I thought that this was just me — until I really began to network with others whose problems also had not subsided, even though they had been off either Prozac or Paxil for months, and sometimes years. While most people eventually fully recover from the experience, there appears to be a segment of SSRI users whose recovery takes much longer. How long? There’s no way to know. There are people on the Prozac board who claim it took them five years to get back to their old selves. And this is my big problem with these drugs. There just doesn’t seem to be any way to predict who will have no withdrawals, who will have mild withdrawals, and who will have protracted symptoms. It appears to be totally unrelated to dosage, or length of time on the med. I’m really happy that these drugs have helped many people, but if I knew then what I know now, I would have never taken it at all. Nor would I wish my experience on anybody.

So, I guess it comes down to that saying “caveat emptor” — buyer beware [although we often place too much trust in our doctors for them to be aware, when clearly they're no more aware of the dangers than we are]. Everyone who takes Paxil (especially) has to weigh the short-term benefit against the possible eventual withdrawals. And this is something that the doctors don’t prepare you for — at least mine didn’t, and if you’ve read other stories, there is a haunting similarity.

P.S. (Sept. 2006): The added words in square brackets after “buy beware” are mine.

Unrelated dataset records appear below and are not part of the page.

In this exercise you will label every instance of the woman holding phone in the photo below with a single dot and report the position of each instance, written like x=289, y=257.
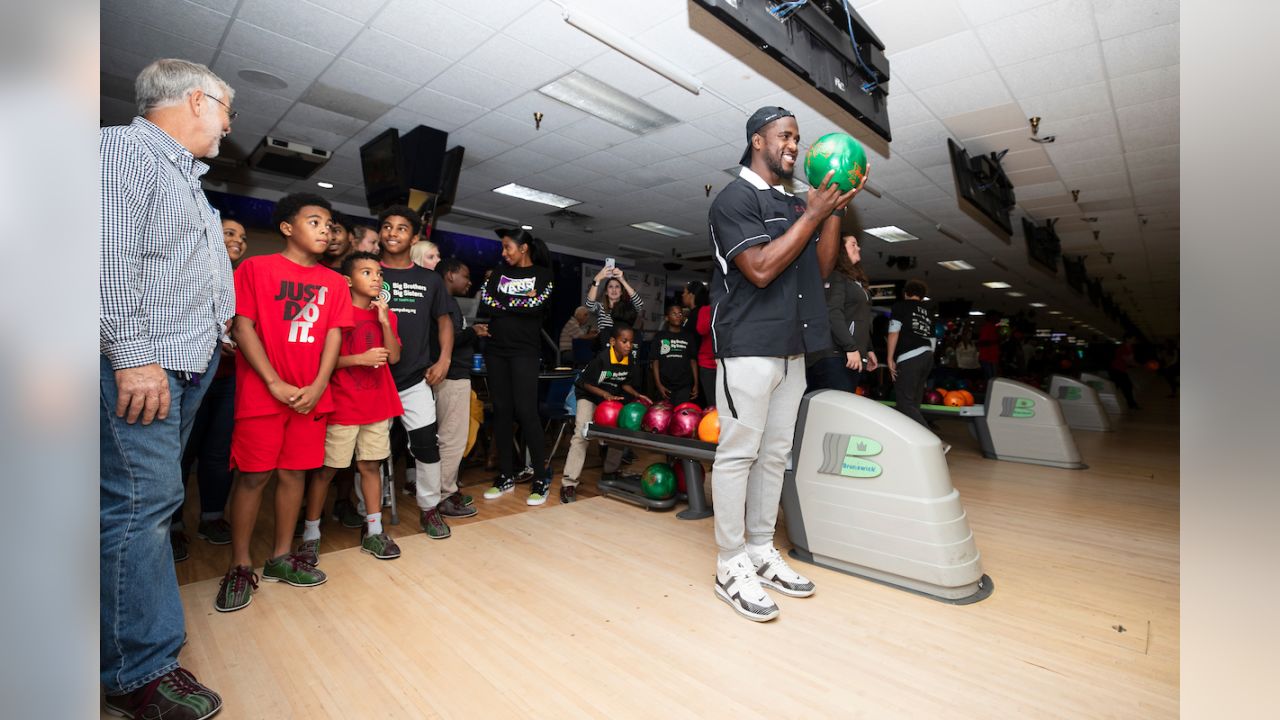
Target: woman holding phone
x=620, y=301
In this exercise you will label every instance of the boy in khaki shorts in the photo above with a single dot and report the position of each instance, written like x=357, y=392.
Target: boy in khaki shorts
x=364, y=402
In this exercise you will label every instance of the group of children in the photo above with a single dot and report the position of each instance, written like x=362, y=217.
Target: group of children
x=328, y=360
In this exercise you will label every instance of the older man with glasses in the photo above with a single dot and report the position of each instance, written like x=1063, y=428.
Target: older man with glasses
x=167, y=295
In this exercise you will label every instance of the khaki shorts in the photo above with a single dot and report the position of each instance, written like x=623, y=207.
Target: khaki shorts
x=368, y=442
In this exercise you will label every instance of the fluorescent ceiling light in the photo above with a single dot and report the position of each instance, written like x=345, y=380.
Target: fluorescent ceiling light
x=661, y=228
x=643, y=250
x=536, y=195
x=607, y=103
x=891, y=233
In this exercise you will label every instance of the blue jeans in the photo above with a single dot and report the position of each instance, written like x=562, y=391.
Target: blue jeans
x=210, y=447
x=141, y=620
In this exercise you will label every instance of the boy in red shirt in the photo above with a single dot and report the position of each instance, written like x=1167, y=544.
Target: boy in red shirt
x=288, y=317
x=364, y=402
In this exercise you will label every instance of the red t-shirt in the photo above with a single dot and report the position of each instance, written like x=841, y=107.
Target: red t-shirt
x=364, y=395
x=293, y=308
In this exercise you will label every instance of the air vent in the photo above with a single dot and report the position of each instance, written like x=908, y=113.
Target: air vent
x=287, y=158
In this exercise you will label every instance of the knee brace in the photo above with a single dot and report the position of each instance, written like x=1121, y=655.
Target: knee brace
x=424, y=446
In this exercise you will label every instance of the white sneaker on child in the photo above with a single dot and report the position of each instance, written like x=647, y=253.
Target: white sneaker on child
x=737, y=584
x=776, y=574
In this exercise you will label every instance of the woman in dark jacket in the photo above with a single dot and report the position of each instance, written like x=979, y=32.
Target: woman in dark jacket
x=516, y=295
x=849, y=313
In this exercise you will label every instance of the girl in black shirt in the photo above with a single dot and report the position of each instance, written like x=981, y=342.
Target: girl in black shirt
x=516, y=296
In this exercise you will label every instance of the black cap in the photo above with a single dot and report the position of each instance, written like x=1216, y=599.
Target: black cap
x=758, y=119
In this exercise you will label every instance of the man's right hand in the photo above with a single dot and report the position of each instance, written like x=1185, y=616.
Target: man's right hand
x=144, y=392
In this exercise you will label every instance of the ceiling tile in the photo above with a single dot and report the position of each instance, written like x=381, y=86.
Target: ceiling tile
x=122, y=32
x=428, y=24
x=1037, y=32
x=1070, y=103
x=940, y=62
x=988, y=121
x=475, y=87
x=516, y=62
x=1123, y=17
x=982, y=90
x=324, y=30
x=182, y=18
x=544, y=27
x=366, y=81
x=493, y=14
x=451, y=112
x=1144, y=50
x=1056, y=72
x=275, y=50
x=982, y=12
x=909, y=23
x=1146, y=86
x=394, y=57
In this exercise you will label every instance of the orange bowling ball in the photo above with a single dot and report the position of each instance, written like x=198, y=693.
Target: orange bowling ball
x=708, y=428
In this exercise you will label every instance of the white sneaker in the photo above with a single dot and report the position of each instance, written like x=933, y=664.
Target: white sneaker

Before I’m done re-posting Paxil Free, I think I’ll have to expand the Basic Facts list to include word retrieval problems. The person who responded wrote: “[The withdrawal effects] gradually diminished over the next two years, but I’m still left with a host of weird glitches, word retrieval problems and memory loss being the two most debilitating, as well as light and sound sensitivity.” As I mentioned on the first day of my re-posting of all this stuff, it’s been 6 years now and I still have problems expressing myself because I can’t think of the word I want to say — and I’m not the only one to experience these “glitches” (which is a good word for it). I also confuse written words so often these days that it’s embarassing. Words like your and you’re; were and we’re; there and their. I have completely given up on ever trying to remember whether I want to use affect or effect. I’ve resigned myself to the fact that I’m going to get it wrong at least half the time now. It’s kind of depressing, especially for anyone who writes for a living… Is it possible to retrain my brain, to relearn all these words again? What the hell happened there? How did so many words and their meanings get wiped from my memory? Kind of disturbing, isn’t it?